Version:

Using WKT Data and Geospatial Functions

The following sections demonstrate how to ingest and work with WKT data as well as how to use geospatial functions via SQL and the Kinetica Python API. Details about the geospatial functions can be found under Geospatial/Geometry Functions; a list of potential geospatial operations can be found under Geospatial Operations. All geospatial functions are compatible in both native API and SQL expressions.

Prerequisites

  • SQL client configured to use the Kinetica ODBC/JDBC SQL connector
  • Python API (if running the Python examples)
  • Sample CSV data files, which should be downloaded & copied to the host running the SQL client. The initialization script references these in the /tmp/data directory, local to where the client is running. If the files are copied to a different directory, the initialization script, geospatial_init.kisql, can be updated accordingly. The data files can be downloaded here:

Loading Sample Data

Data loading will be done via the SQL initialization script, which should be run in the SQL client mentioned above.

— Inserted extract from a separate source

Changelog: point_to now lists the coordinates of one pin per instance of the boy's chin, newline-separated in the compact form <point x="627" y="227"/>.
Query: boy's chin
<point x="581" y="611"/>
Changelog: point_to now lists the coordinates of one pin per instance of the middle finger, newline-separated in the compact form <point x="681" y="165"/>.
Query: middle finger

For instance, if using kisql:

/opt/gpudb/bin/kisql -host localhost < <path/to/scripts/geospatial_init.kisql>

This script will create a collection to house the example tables.

CREATE SCHEMA geospatial_example

A few example tables are created within the collection.

CREATE OR REPLACE REPLICATED TABLE geospatial_example.nyc_neighborhood
(
  gid INT NOT NULL,
  geom WKT NOT NULL,
  CTLabel VARCHAR(16) NOT NULL,
  BoroCode VARCHAR(16) NOT NULL,
  BoroName VARCHAR(16) NOT NULL,
  CT2010 VARCHAR(16) NOT NULL,
  BoroCT2010 VARCHAR(16) NOT NULL,
  CDEligibil VARCHAR(16) NOT NULL,
  NTACode VARCHAR(16) NOT NULL,
  NTAName VARCHAR(64) NOT NULL,
  PUMA VARCHAR(16) NOT NULL,
  Shape_Leng DOUBLE NOT NULL,
  Shape_Area DOUBLE NOT NULL
)
CREATE OR REPLACE REPLICATED TABLE geospatial_example.taxi_trip_data
(
  transaction_id LONG NOT NULL,
  payment_id LONG NOT NULL,
  vendor_id VARCHAR(4) NOT NULL,
  pickup_datetime TYPE_TIMESTAMP,
  dropoff_datetime TYPE_TIMESTAMP,
  passenger_count TINYINT,
  trip_distance REAL,
  pickup_longitude REAL,
  pickup_latitude REAL,
  dropoff_longitude REAL,
  dropoff_latitude REAL
)
CREATE OR REPLACE TABLE geospatial_example.taxi_zone
(
  geom WKT NOT NULL,
  objectid SMALLINT NOT NULL,
  shape_length DOUBLE NOT NULL,
  shape_area DOUBLE NOT NULL,
  zone VARCHAR(64) NOT NULL,
  locationid INT NOT NULL,
  borough VARCHAR(16) NOT NULL,
  PRIMARY KEY (objectid)
)

The data files are used to populate the example tables. The files have a default file path, which can be updated to point to a different valid path on the host running the SQL client if the files were copied to a non-default location:

INSERT INTO nyc_neighborhood
SELECT *
FROM FILE."/tmp/data/nyc_neighborhood.csv"
INSERT INTO taxi_trip_data
SELECT *
FROM FILE."/tmp/data/taxi_trip_data.csv"
INSERT INTO taxi_zone
SELECT *
FROM FILE."/tmp/data/taxi_zone.csv"

Examples via SQL

Creating a Table and Inserting WKT Data

First, a points-of-interest table is created and loaded with sample WKT data. Per Types, WKT data can be either in byte or string. In the below example, src1_poi and src2_poi are string WKT column type, so the data should be enclosed in quotes.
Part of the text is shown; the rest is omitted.